E é possível fugir dessa "maldição", dessa subjetividade? Talvez não. Mas só o fato de tomarmos consciência dela já é um começo pois nos leva a pensar sobre isso. Felizmente não estamos sozinhos, muitos já começaram a fazer isso há tempos: A ciência nada mais é do que uma maneira de tornar o conhecimento mais objetivo, fugindo o quanto pode da subjetividade (ou seja, dos rótulos que colocamos na realidade). Partindo do princípio de que uma opinião emitida por um único indivíduo sempre será subjetiva, ela usa revisão por pares, raciocínio lógico rigoroso e empirismo de forma a tornar o conhecimento mais objetivo. Será que a ciência consegue realizar essa façanha por completo? Talvez sim, talvez não, mas penso ser ela nossa melhor "martelada" até o momento.

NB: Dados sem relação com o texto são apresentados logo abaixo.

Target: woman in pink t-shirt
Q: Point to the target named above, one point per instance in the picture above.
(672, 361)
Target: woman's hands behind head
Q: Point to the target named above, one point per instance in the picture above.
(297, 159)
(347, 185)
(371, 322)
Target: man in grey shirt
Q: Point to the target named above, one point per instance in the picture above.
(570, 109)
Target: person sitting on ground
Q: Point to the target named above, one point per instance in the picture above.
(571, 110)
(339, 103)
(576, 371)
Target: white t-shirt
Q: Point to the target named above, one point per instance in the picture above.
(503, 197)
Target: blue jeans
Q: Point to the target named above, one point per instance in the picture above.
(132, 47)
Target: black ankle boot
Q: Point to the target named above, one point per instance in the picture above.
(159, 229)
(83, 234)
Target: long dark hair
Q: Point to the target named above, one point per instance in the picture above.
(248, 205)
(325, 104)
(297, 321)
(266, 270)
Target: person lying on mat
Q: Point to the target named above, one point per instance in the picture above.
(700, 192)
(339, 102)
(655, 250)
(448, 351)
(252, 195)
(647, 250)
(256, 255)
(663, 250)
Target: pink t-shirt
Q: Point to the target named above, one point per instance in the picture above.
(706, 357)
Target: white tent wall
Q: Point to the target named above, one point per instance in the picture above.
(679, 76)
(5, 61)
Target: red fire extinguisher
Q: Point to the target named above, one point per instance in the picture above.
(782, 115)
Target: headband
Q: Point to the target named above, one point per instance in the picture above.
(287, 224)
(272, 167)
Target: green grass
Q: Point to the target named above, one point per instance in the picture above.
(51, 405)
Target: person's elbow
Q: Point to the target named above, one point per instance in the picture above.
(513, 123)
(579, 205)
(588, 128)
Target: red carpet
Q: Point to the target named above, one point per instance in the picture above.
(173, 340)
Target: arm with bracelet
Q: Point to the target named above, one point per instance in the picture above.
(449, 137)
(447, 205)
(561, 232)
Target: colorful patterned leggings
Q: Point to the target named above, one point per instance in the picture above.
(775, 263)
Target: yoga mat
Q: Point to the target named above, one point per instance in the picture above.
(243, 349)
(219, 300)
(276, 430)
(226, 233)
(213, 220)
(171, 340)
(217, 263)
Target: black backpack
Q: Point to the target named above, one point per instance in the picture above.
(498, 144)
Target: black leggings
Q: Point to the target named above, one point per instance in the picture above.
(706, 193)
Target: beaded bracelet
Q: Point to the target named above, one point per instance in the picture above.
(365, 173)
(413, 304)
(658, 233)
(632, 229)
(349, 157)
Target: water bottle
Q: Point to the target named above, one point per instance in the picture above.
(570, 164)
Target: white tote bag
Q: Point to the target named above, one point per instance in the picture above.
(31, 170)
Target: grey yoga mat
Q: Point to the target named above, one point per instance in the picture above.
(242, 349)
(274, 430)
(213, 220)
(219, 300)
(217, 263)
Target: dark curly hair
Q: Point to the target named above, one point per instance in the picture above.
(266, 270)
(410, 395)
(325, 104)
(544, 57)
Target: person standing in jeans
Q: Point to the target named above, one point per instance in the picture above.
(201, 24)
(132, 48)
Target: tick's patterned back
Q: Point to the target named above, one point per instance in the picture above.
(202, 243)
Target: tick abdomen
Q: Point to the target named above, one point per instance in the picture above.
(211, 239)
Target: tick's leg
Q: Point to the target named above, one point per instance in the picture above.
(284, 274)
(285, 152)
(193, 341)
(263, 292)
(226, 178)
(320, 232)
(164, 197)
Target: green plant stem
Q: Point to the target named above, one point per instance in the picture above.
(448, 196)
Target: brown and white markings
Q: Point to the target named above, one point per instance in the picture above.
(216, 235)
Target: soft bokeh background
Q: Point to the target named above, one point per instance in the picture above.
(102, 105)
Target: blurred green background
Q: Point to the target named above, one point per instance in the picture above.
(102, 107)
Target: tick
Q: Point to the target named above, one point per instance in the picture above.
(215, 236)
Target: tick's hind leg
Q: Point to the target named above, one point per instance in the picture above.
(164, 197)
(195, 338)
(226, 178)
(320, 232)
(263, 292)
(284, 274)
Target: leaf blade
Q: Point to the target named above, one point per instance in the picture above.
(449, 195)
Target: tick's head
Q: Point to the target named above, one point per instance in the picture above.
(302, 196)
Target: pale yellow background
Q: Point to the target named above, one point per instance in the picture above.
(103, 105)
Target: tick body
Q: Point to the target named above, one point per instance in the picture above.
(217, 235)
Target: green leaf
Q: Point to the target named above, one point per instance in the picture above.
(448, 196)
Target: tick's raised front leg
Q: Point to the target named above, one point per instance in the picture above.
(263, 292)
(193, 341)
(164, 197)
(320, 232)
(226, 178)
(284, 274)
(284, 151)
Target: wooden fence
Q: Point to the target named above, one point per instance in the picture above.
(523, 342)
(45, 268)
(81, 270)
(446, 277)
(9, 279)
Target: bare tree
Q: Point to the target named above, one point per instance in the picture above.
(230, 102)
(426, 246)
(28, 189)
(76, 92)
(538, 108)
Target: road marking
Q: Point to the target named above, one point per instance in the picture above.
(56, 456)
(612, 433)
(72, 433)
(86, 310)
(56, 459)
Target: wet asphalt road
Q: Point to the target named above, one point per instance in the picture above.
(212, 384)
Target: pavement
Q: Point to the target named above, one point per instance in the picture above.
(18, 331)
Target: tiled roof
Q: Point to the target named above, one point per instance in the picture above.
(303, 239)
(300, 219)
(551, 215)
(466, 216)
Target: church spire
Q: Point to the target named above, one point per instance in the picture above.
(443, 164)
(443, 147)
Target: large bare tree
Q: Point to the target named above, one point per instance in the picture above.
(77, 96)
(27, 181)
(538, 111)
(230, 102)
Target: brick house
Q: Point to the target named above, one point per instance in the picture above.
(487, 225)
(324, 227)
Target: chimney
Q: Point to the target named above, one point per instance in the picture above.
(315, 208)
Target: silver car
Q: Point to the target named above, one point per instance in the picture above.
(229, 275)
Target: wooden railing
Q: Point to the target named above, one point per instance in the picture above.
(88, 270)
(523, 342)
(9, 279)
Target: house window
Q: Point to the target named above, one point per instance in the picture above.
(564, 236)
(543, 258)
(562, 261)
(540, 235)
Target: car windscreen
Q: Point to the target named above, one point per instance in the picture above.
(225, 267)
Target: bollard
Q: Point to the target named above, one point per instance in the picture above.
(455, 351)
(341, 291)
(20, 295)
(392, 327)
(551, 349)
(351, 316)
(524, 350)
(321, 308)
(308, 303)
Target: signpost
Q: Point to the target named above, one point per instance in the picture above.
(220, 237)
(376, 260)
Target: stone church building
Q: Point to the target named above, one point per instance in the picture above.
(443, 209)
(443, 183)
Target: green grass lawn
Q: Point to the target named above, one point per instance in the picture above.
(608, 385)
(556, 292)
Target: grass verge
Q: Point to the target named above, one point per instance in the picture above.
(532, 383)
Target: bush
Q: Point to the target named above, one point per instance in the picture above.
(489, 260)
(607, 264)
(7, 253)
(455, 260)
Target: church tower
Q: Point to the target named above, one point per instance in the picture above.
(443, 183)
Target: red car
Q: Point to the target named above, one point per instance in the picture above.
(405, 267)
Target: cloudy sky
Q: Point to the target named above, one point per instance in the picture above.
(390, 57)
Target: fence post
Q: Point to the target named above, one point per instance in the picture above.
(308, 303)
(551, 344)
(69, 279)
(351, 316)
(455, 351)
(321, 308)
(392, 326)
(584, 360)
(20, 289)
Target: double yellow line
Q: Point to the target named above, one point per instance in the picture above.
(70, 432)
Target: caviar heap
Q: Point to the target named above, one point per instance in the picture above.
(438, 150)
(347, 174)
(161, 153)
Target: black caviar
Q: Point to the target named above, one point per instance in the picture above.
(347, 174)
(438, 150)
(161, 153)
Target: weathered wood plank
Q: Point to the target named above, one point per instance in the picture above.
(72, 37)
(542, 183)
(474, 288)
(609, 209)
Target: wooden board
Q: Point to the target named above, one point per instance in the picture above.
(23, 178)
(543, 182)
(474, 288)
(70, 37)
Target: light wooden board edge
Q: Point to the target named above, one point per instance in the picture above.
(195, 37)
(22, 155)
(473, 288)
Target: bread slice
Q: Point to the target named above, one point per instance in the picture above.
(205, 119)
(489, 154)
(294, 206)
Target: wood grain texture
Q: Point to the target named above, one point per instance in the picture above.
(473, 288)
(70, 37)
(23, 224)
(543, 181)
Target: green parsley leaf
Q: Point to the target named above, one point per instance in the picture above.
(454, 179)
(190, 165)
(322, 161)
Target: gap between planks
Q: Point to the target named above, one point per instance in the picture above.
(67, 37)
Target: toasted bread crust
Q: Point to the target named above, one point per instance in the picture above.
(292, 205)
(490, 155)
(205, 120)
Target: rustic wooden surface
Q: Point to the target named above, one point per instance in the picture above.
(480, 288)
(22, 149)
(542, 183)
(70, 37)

A consciência de que convivemos não com a realidade objetiva mas sim com nossa visão dela (subjetiva, a partir dos rótulos que colocamos nela) pode ser um divisor de águas no pensamento de um indivíduo (assim como o foi para mim anos atrás). Para entender o que quero dizer, basta trazer o assunto para um contexto mais pragmático: Quantas vezes discutindo um assunto qualquer não acabamos "colocando palavras na boca do outro", lidando com argumentos e realidades fora do contexto da discussão ou sequer citados pelo outro? Quantas vezes não lemos um texto e lá pela metade já julgamos "ter lido o suficiente" para compreender a mensagem do autor e imediatamente começamos a emitir nosso julgamento? Será que nesse estágio realmente compreendemos a mensagem ou apenas conseguimos encaixá-la em um rótulo já existente em nossa mente? O que fazer então? Devemos aplicar a metodologia científica em toda e qualquer conversa de bar? Pedir ao garçom que revise nossas conclusões? A partir de que momento uma visão ou opinião deixa de falar de um rótulo e passa a ser objetiva ou algo o mais próximo possível disso? Penso que toda resposta à essas indagações será inexata. Mas acredito que o melhor a se tirar dessa discussão está na palavra penso.

Pensar é um ato que se revela de uma dificuldade monumental a partir do momento em que passamos a nos perguntar "estou rotulando ou realmente compreendi a mensagem do outro?". No mínimo nos tornamos mais tolerantes, por tomarmos consciência de nossa própria limitação e da fragilidade de nossas bases para emitirmos opiniões e pensamentos. Passamos a questionar nossa própria capacidade de julgamento. Aquilo que antes era "velho conhecido" ou "óbvio" passa a ser um rótulo antigo e imperfeito.

Quando nos colocamos a pensar, aprendemos a questionar os temas e não os locutores, ou autores, aprendemos a debater e não a combater.

O filme de 1957, 12 homens e uma sentença, cujo título original é "12 angry men", demonstra isso de maneira magistral. O filme é sobre o julgamento de um garoto acusado de assassinato. Os 12 homens são o júri cujo desígnio é decidir o destino do rapaz. A decisão precisa ser unânime e caso o rapaz seja considerado culpado, será levado à cadeira elétrica. No decorrer do filme, mesmo inconscientemente, cada membro do júri expõe o rótulo em que encaixa o garoto. No final do filme, percebe-se que, no decorrer do processo, ninguém, absolutamente ningúem estava de fato julgando o caso. Todos estavam julgando o rótulo em que haviam encaixado o pobre garoto. A um deles, por exemplo, o garoto era um vândalo devido ao lugar que morava "pois todos lá são vândalos", isso fazia com que visse todos os argumentos a favor de seu rótulo como "inconstestáveis" e os demais como mera "balela".

Você tem algum pensamento que julga ser "incontestável"?
No filme, apenas um dos jurados (interpretado por Henry Fonda) se atreve a pensar sobre o caso, o que muda completamente o destino do garoto. O que não mudaria na nossa realidade se nos dispuséssemos a questionar nossos rótulos , guardar nossos martelos e ousássemos pensar?